Yukiko still looked embarrassed. "I was about to walk over to the Dojima residence, and I thought that you two might like to join me. Do you know where Souji lives?"

"I have his address, but we can walk together. Hey," he called back towards the room, "Mitsusu, do you want to head over to Souji's?"

Mitsuru slid her door open and nodded, phone pressed against her ear. Akihiko turned back to Yukiko. "She'll just be a minute."

"Of course," Yukiko said. "I can wait in the lobby if you need time."

"Just come in," Akihiko said, walking back to Mitsuru's couch and leaning against the arm. Yukiko hovered at the threshold, awkwardly shifting back and forth for a moment before she steeled herself and walked in.

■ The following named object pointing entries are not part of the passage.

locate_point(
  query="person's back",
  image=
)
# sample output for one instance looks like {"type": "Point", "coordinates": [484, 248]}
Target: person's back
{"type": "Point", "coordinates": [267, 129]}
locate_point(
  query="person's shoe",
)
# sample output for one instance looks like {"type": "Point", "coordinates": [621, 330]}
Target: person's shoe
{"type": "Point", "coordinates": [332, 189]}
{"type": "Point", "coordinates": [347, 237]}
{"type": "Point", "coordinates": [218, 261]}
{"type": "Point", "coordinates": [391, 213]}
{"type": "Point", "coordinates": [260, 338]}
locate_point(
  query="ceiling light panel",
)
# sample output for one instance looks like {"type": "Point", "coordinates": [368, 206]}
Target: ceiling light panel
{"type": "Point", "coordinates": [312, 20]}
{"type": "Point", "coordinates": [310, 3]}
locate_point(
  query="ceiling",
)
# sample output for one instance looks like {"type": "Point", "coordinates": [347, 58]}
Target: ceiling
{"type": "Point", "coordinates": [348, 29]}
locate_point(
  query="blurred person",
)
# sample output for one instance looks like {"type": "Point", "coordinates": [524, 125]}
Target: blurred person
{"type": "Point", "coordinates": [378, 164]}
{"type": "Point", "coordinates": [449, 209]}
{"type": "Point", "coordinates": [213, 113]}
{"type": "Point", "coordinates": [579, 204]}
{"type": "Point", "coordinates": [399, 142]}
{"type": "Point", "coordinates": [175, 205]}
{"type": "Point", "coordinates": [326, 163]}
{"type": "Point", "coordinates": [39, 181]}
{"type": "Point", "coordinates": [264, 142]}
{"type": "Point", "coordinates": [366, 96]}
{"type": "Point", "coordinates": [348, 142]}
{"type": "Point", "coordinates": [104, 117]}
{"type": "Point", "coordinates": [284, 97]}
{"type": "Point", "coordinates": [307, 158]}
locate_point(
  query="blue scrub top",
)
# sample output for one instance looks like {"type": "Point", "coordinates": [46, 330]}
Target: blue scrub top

"You okay?" Akihiko asked.

"What? Oh, yes, of course. I just didn't know that the two of you were, you know, together."

Akihiko blinked. "What?"

"Um," Yukiko said, uncertain. "Aren't you?"

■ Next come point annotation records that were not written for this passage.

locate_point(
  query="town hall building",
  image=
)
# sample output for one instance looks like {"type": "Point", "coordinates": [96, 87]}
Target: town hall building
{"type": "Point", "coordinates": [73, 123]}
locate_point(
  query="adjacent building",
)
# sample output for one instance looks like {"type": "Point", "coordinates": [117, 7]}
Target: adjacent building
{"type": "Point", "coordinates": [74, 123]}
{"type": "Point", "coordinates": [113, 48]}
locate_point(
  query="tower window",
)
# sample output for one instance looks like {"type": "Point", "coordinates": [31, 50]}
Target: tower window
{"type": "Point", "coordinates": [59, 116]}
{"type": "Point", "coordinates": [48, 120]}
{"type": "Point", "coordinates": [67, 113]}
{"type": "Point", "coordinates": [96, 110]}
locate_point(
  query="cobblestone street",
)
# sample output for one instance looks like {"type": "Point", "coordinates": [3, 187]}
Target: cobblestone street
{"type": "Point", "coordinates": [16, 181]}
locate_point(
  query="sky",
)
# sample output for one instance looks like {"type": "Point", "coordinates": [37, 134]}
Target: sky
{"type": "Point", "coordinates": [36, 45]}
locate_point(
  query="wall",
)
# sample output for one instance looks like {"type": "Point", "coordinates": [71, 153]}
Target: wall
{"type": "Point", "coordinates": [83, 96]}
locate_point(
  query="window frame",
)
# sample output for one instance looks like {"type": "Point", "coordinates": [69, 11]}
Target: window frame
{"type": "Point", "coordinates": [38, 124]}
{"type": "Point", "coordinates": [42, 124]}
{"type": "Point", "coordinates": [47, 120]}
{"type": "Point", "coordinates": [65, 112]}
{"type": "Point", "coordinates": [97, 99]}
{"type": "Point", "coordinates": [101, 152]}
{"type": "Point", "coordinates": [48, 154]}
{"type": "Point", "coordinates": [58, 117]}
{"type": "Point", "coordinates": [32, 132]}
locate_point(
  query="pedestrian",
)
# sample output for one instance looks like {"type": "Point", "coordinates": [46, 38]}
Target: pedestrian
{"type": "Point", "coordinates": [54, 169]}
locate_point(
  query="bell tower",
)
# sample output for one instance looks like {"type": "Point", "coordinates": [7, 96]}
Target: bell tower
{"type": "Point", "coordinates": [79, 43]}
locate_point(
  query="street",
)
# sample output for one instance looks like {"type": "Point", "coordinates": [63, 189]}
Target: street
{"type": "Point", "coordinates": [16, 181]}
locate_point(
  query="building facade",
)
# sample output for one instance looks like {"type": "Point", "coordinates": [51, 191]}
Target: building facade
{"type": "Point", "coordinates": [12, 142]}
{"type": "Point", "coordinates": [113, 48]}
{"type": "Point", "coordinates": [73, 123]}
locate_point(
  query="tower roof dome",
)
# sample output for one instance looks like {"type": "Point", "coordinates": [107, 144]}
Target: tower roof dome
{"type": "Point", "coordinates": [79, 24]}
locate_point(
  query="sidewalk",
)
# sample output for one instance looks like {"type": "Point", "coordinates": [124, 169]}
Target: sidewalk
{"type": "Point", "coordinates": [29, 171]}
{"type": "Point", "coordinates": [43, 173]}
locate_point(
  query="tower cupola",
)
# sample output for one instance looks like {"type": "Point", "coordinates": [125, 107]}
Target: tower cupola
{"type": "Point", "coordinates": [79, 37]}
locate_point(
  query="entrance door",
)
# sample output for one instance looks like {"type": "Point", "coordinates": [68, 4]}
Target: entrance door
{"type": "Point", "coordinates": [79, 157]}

"Aren't I what?" Akihiko asked, one eyebrow raised before his face dropped. "Oh. Oh, no. God, no. She scares the hell out of me," he said, shuddering.

"As it should be," Mitsuru said, humor thick in her voice. "Is there some sort of dress code for this event?"

Yukiko laughed hesitantly. "No, not at all. It's not so much a party as an excuse to eat good food and fight over movie choices, though I think Rise might put on some sort of show. I'm never quite sure with her."

Akihiko frowned. "What would Rise be doing?"

"Um, karaoke probably? She likes to remind us that she's Risette from time to time," Yukiko said with a smile.

"Risette?" Mitsuru asked, her eyes wide.

"I'm sure you've heard of her," said Yukiko.

"Yes. My friend Takeba was quite the fan, and she insisted that two of our other teammates and I attend a performance with her. I had heard that Risette was now living in Inaba."

Akihiko frowned. "You, Fuuka, Aigis and Yukari went to a pop concert together? That must have been…an experience."

"Oh. No, actually Yamagishi had already moved away, so it was Aigis, Takeba, Iori and I."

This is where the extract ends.